"We at length arrived at the little Dutch settlement, and upon entering the room, found it filled with sighs that smelt of brandy, and several other unsavoury sounds that were altogether inarticulate. My valet, who was an Irishman, fell into so great a rage at what he heard, that he drew his sword; but not knowing where to lay the blame, he put it up again. We were stunned with these confused noises, but did not hear a single word till about half-an-hour after; which I ascribed to the harsh and obdurate sounds of that language, which wanted more time than ours to melt and become audible.

"After having here met with a very hearty welcome, we went to the French cabin, who, to make amends for their three weeks' silence, were talking and disputing with greater rapidity and confusion than ever I heard in an assembly even of that nation. Their language as I found, upon the first giving of the weather, fell asunder and dissolved. I was here convinced of an error into which I had before fallen; for I fancied, that for the freezing of the sound, it was necessary for it to be wrapped up, and, as it were, preserved in breath; but I found my mistake, when I heard the sound of a kit playing a minuet over our heads. I asked the occasion of it; upon which one of the company told me, that it would play there above a week longer if the thaw continued; 'for,' says he, 'finding ourselves bereft of speech, we prevailed upon one of the company, who had this musical instrument about him, to play to us from morning to night; all which time we employed in dancing, in order to dissipate our chagrin, et tuer le temps.'"

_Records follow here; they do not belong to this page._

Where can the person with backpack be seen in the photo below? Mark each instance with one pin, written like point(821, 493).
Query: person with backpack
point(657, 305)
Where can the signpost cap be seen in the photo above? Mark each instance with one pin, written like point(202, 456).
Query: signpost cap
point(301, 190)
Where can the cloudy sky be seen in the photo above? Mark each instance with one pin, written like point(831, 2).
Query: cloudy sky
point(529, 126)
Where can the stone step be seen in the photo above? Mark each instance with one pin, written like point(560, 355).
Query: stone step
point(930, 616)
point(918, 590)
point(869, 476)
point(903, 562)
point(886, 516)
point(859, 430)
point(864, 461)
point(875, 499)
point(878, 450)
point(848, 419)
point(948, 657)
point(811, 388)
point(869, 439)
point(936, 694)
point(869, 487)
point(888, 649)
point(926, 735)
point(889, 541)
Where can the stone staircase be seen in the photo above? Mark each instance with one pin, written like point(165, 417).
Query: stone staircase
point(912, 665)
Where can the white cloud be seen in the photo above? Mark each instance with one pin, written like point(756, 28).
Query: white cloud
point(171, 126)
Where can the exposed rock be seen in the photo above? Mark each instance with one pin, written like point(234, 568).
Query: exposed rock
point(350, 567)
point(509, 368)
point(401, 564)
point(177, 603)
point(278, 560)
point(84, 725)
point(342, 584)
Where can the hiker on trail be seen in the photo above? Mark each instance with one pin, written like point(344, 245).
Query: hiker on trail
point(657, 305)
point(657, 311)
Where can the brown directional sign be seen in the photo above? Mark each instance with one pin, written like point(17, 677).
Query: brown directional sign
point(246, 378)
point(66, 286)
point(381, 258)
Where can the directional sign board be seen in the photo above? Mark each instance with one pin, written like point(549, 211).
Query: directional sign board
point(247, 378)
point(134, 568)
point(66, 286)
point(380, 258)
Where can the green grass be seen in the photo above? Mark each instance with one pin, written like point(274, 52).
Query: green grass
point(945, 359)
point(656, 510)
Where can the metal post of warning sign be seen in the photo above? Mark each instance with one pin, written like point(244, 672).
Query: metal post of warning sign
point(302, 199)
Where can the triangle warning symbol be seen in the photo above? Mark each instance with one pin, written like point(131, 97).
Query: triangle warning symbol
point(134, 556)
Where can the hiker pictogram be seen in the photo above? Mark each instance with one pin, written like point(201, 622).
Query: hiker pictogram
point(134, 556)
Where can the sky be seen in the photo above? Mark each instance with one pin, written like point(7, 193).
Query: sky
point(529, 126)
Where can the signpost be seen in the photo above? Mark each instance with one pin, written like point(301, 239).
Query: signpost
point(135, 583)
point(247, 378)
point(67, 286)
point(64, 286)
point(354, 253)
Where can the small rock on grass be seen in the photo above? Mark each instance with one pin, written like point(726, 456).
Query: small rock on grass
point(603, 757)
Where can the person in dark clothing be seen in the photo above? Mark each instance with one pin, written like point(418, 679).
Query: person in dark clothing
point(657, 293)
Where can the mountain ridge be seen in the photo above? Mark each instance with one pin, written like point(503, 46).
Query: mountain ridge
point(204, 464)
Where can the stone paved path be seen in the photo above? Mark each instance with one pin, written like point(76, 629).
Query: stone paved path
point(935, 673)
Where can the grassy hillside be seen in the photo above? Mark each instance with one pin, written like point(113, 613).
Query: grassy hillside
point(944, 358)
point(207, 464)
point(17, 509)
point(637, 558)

Here Sir John gives very good philosophical reasons why the kit could be heard during the frost; but as they are something prolix, I pass them over in silence, and shall only observe, that the honourable author seems, by his quotations, to have been well versed in the ancient poets, which perhaps raised his fancy above the ordinary pitch of historians, and very much contributed to the embellishment of his writings.

FOOTNOTES:

[200] "Sir R. Steele assisted in this paper" (Tickell).

[201] Several popular editions of Mandeville's travels appeared in Queen Anne's reign.

[202] The account of the adventures of this Portuguese traveller was published at Lisbon in 1614. An English translation by Henry Coggan appeared in 1663.

[203] The germ of this paper on frozen voices may have been found in Rabelais (Book iv. chaps. lv. lvi.), or in Heylin's "Little Description of the Great World" (1629), p. 345.

[204] "Hudibras," Part i. canto i. 148.

[205] "Nec vox tentataque verba sequuntur" (Ovid, "Met." xi. 326).